The Canadian government used its influence to pressure other countries in the G-7, at the United Nations, the Commonwealth, La Francophonie and the Organization of American States to decry apartheid and advocate for Mandela’s freedom.
The pressure included imposing sanctions on South Africa, blocking everything from flights to the country, to soccer matches between international teams.
Mandela spent 27 years of a proposed life sentence in prison for conspiring against the state. He famously said during his trial: “I have cherished the ideal of a democratic and free society in which all persons live together in harmony and with equal opportunities. It is an ideal which I hope to live for and achieve. But if needs be, it is an ideal for which I am prepared to die.”
Just four months after his release from prison — due to pressures at home and abroad on the South African government to concede his release — Mandela visited Canada and thanked Mulroney for his efforts.
“Canada is an important presence in much of what we have achieved, and in what we are building,” Mandela told a joint committee of Parliament in 1998.

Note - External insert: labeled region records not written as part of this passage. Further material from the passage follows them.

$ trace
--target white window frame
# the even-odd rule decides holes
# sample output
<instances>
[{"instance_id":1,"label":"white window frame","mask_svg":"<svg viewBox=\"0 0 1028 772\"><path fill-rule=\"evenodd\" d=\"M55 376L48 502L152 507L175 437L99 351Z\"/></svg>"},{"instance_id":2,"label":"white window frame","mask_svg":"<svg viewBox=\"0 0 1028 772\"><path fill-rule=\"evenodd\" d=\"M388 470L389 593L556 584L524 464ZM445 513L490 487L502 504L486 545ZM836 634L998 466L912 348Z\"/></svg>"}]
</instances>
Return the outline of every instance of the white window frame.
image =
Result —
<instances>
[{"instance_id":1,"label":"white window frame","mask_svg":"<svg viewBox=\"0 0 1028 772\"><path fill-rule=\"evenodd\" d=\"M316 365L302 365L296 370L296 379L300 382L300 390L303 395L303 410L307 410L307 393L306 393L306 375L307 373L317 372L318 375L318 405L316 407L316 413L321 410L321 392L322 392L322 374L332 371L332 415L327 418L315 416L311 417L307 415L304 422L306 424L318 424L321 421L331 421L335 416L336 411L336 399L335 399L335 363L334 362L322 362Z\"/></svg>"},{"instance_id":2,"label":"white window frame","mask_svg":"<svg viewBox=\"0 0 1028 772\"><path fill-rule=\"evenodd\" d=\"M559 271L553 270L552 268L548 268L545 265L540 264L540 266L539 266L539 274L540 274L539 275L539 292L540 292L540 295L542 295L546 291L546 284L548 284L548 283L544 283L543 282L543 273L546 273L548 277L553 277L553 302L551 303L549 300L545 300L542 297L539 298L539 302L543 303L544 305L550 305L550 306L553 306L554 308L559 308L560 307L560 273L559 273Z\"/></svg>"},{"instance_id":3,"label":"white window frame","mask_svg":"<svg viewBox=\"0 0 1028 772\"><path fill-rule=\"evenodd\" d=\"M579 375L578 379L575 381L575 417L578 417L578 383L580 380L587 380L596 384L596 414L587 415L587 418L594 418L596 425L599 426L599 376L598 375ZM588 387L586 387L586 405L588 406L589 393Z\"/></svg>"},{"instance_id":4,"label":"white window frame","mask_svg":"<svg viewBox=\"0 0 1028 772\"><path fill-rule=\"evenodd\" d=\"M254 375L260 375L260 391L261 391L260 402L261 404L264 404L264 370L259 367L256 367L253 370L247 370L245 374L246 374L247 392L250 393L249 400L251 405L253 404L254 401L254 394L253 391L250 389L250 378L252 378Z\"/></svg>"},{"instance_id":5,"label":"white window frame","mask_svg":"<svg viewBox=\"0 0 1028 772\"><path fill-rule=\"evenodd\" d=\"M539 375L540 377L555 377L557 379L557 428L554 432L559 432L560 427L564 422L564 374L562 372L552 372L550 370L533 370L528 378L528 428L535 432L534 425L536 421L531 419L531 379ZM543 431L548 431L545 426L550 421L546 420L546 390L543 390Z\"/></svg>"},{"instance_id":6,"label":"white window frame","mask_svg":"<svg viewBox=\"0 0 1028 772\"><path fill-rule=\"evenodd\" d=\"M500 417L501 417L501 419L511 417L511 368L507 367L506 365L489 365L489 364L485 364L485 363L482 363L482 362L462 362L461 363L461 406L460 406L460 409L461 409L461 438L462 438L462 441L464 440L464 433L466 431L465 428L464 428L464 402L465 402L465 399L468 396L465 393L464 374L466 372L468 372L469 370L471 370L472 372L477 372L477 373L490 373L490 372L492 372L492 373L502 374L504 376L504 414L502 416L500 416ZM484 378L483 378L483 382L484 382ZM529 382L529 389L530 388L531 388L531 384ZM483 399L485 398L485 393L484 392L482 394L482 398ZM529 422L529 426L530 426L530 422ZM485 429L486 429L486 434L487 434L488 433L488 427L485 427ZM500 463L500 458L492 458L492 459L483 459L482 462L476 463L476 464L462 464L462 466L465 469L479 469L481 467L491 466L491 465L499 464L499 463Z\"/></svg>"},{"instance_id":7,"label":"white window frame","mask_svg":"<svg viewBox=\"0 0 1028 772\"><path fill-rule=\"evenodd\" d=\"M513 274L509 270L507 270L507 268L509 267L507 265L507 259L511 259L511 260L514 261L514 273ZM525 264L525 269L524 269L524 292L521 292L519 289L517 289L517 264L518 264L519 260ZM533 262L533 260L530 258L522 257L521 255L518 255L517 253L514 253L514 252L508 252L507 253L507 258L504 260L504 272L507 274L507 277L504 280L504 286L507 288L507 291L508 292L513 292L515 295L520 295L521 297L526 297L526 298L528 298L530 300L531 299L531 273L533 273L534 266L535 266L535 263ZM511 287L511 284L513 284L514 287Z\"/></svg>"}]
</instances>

“Since our democratic elections, our relationship with Canada has entered a new and vibrant phase, one that is growing from strength to strength. In drawing up our new democratic constitution we drew deeply on Canadian experience.”
Mandela died on December 5, 2013. He was 95.
Mulroney left politics in 1993, turning over his office to the first (and only) female prime minister in Canada’s history, Kim Campbell. He hasn’t shied away from the public spotlight however, continuing to work in law and act as chair of the board for media mega-company Quebecor Inc.
While at the museum, Mulroney toured the new Mandela: Struggle for Freedom exhibit, which was the impetus for him being in town.
“It’s exceptional… a monument for Winnipeg,” Mulroney said.
The exhibit chronicles the fight to end discrimination in South Africa taken up by the former political prisoner and later president of that country. It officially opens later this week.